Credential Store Integration
This document shows how the credential store has been integrated into SeaweedFS's S3 API and IAM API components.
Quick Start
-
Generate credential configuration:
weed scaffold -config=credential -output=. -
Edit credential.toml to enable your preferred store (filer_etc is enabled by default)
-
Start S3 API server - it will automatically load credential.toml:
weed s3 -filer=localhost:8888
Integration Overview
The credential store provides a pluggable backend for storing S3 identities and credentials, supporting:
- Filer-based storage (filer_etc) - Uses existing filer storage (default)

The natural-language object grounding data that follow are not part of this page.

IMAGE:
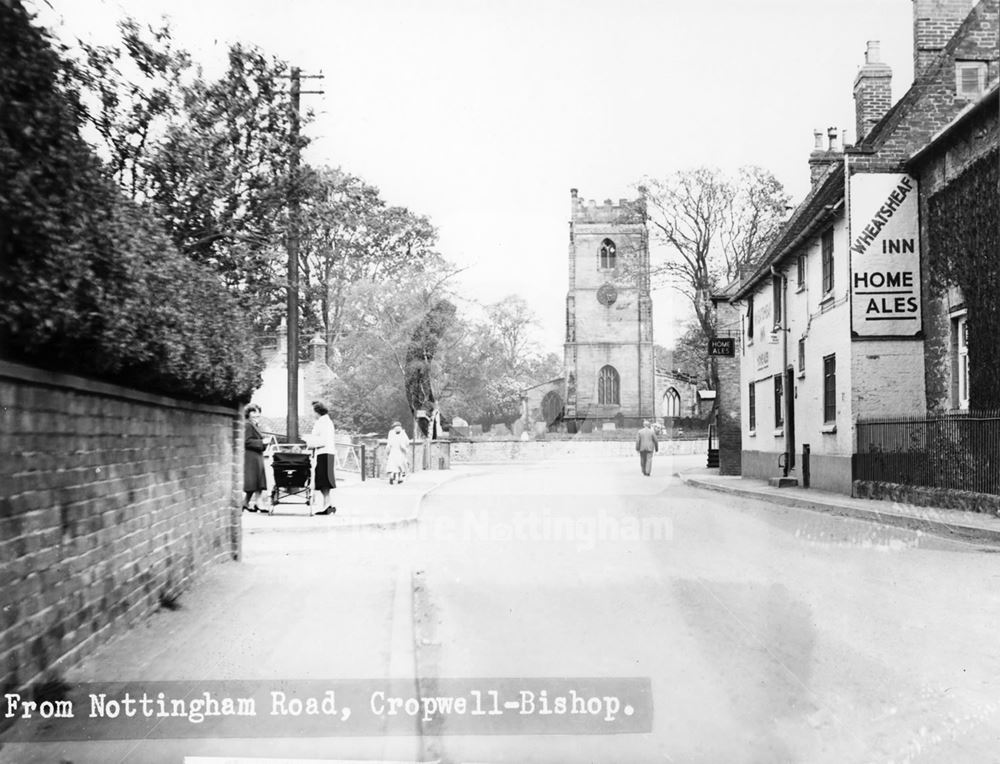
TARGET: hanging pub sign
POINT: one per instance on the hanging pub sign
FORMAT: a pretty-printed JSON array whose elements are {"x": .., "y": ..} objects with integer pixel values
[
  {"x": 721, "y": 346},
  {"x": 884, "y": 236}
]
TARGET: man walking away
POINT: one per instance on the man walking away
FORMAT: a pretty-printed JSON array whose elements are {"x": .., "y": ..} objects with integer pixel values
[{"x": 646, "y": 444}]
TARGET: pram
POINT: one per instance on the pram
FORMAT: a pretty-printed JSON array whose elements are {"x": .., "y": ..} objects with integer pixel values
[{"x": 293, "y": 471}]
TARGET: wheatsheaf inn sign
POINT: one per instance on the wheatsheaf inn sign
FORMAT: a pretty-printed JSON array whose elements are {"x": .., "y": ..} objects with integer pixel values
[{"x": 885, "y": 255}]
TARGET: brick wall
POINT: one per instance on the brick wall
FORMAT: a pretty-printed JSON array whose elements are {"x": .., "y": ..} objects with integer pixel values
[
  {"x": 111, "y": 502},
  {"x": 728, "y": 422},
  {"x": 942, "y": 166}
]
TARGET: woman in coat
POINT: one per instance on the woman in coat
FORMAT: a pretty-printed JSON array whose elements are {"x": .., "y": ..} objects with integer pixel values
[
  {"x": 395, "y": 453},
  {"x": 325, "y": 435},
  {"x": 254, "y": 476}
]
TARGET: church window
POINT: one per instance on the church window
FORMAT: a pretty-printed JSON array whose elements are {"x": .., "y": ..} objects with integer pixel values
[
  {"x": 671, "y": 403},
  {"x": 608, "y": 386},
  {"x": 608, "y": 254}
]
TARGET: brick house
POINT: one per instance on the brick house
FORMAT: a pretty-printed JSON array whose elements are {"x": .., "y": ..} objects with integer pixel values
[
  {"x": 957, "y": 163},
  {"x": 834, "y": 316}
]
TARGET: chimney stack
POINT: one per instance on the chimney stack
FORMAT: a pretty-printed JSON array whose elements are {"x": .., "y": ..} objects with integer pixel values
[
  {"x": 822, "y": 157},
  {"x": 934, "y": 24},
  {"x": 872, "y": 92}
]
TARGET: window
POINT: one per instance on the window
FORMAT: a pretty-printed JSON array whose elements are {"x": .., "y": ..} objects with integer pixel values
[
  {"x": 827, "y": 247},
  {"x": 961, "y": 325},
  {"x": 671, "y": 403},
  {"x": 830, "y": 389},
  {"x": 608, "y": 254},
  {"x": 970, "y": 79},
  {"x": 776, "y": 297},
  {"x": 608, "y": 386},
  {"x": 779, "y": 402}
]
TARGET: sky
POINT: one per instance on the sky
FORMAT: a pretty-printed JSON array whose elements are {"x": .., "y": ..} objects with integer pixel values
[{"x": 483, "y": 114}]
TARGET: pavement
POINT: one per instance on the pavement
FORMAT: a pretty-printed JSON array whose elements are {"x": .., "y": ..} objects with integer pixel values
[{"x": 951, "y": 523}]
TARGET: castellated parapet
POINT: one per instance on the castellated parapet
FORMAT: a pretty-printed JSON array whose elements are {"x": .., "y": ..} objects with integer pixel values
[{"x": 589, "y": 211}]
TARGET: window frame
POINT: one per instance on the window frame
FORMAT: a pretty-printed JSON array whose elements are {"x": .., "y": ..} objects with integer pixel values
[
  {"x": 776, "y": 299},
  {"x": 826, "y": 250},
  {"x": 962, "y": 360},
  {"x": 779, "y": 401},
  {"x": 608, "y": 376},
  {"x": 671, "y": 402},
  {"x": 980, "y": 70},
  {"x": 607, "y": 255},
  {"x": 830, "y": 388}
]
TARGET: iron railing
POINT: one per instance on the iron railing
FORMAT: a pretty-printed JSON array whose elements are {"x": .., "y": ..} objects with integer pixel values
[{"x": 956, "y": 450}]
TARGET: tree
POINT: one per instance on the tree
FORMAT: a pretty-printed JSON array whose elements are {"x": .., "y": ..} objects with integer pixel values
[
  {"x": 400, "y": 347},
  {"x": 209, "y": 158},
  {"x": 712, "y": 225},
  {"x": 350, "y": 235},
  {"x": 90, "y": 282}
]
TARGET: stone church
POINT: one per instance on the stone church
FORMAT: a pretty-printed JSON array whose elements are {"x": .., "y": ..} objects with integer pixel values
[{"x": 610, "y": 374}]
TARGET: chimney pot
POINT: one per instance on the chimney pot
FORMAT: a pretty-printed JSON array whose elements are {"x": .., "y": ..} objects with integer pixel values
[
  {"x": 831, "y": 133},
  {"x": 872, "y": 55}
]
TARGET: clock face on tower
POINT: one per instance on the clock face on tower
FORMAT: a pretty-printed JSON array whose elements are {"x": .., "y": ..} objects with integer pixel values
[{"x": 607, "y": 294}]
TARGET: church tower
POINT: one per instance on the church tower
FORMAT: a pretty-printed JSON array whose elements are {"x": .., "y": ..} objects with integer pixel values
[{"x": 610, "y": 373}]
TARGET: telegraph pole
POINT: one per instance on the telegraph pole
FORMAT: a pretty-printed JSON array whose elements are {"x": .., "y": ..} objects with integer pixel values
[{"x": 292, "y": 243}]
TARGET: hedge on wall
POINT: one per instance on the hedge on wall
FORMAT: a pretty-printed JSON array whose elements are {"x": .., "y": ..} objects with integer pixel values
[
  {"x": 964, "y": 245},
  {"x": 89, "y": 282}
]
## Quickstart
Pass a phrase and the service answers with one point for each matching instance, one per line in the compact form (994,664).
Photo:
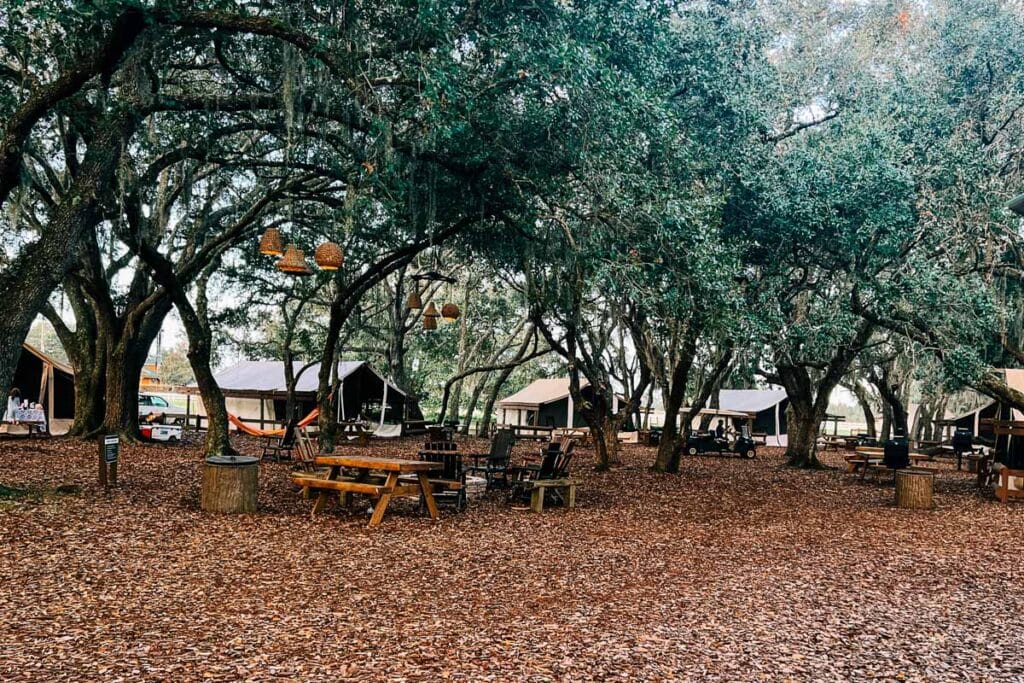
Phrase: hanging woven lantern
(270,244)
(329,256)
(294,262)
(451,312)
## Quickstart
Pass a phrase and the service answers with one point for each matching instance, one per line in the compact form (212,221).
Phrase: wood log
(913,489)
(229,485)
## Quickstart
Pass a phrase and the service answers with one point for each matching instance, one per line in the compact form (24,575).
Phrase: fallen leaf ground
(732,570)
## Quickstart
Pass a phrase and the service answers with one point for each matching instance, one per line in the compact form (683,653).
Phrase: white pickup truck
(154,423)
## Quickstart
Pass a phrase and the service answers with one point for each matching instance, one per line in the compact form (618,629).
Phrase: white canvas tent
(541,398)
(256,391)
(766,406)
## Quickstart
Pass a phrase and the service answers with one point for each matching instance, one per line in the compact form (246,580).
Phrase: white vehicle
(154,424)
(150,402)
(160,432)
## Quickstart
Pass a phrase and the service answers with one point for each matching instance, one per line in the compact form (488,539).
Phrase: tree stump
(229,483)
(913,489)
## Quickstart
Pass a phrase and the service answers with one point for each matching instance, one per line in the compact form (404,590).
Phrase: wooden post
(229,483)
(913,489)
(109,453)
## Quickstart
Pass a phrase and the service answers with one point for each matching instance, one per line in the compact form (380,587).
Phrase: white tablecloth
(30,415)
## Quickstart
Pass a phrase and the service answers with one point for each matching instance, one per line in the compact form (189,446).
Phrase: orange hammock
(252,431)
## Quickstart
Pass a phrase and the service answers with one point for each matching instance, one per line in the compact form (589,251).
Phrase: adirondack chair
(278,446)
(305,452)
(450,482)
(549,480)
(495,465)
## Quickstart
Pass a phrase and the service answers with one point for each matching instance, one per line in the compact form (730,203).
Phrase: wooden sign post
(109,450)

- PostgreSQL - Shared database for multiple servers
- Memory - In-memory storage for testing
Configuration
Using credential.toml
Generate the configuration template:
weed scaffold -config=credential
This creates a credential.toml file with all available options. The filer_etc store is enabled by default:
# Filer-based credential store (default, uses existing filer storage)
[credential.filer_etc]
enabled = true
# PostgreSQL credential store (recommended for multi-node deployments)
[credential.postgres]
enabled = false
hostname = "localhost"
port = 5432
username = "seaweedfs"
password = "your_password"
database = "seaweedfs"
# Memory credential store (for testing only, data is lost on restart)
[credential.memory]
enabled = false
The credential.toml file is automatically loaded from these locations (in priority order):
./credential.toml$HOME/.seaweedfs/credential.toml/etc/seaweedfs/credential.toml
Server Configuration
Both S3 API and IAM API servers automatically load credential.toml during startup. No additional configuration is required.
Usage Examples
Filer-based Store (Default)
[credential.filer_etc]
enabled = true
This uses the existing filer storage and is compatible with current deployments.
PostgreSQL Store
[credential.postgres]
enabled = true
hostname = "localhost"
port = 5432
username = "seaweedfs"
password = "your_password"
database = "seaweedfs"
schema = "public"
sslmode = "disable"
table_prefix = "sw_"
connection_max_idle = 10
connection_max_open = 100
connection_max_lifetime_seconds = 3600
Memory Store (Testing)
[credential.memory]
enabled = true
Environment Variables
All credential configuration can be overridden with environment variables:
# Override PostgreSQL password
export WEED_CREDENTIAL_POSTGRES_PASSWORD=secret
# Override PostgreSQL hostname
export WEED_CREDENTIAL_POSTGRES_HOSTNAME=db.example.com
# Enable/disable stores
export WEED_CREDENTIAL_FILER_ETC_ENABLED=true
Rules:
- Prefix with
WEED_CREDENTIAL_ - Convert to uppercase
- Replace
.with_
Implementation Details
Components automatically load credential configuration during startup:
// Server initialization
if credConfig, err := credential.LoadCredentialConfiguration(); err == nil && credConfig != nil {
credentialManager, err := credential.NewCredentialManager(
credConfig.Store,
credConfig.Config,
credConfig.Prefix,
)
if err != nil {
return nil, fmt.Errorf("failed to initialize credential manager: %v", err)
}
// Use credential manager for operations
}
Benefits
- Easy Configuration - Generate template with
weed scaffold -config=credential - Pluggable Storage - Switch between filer_etc, PostgreSQL without code changes
- Backward Compatibility - Filer-based storage works with existing deployments
- Scalability - Database stores support multiple concurrent servers
- Performance - Database access can be faster than file-based storage
- Testing - Memory store simplifies unit testing
- Environment Override - All settings can be overridden with environment variables
Error Handling
When a credential store is configured, it must initialize successfully or the server will fail to start:
if credConfig != nil {
credentialManager, err = credential.NewCredentialManager(...)
if err != nil {
return nil, fmt.Errorf("failed to initialize credential manager: %v", err)
}
}
This ensures explicit configuration - if you configure a credential store, it must work properly.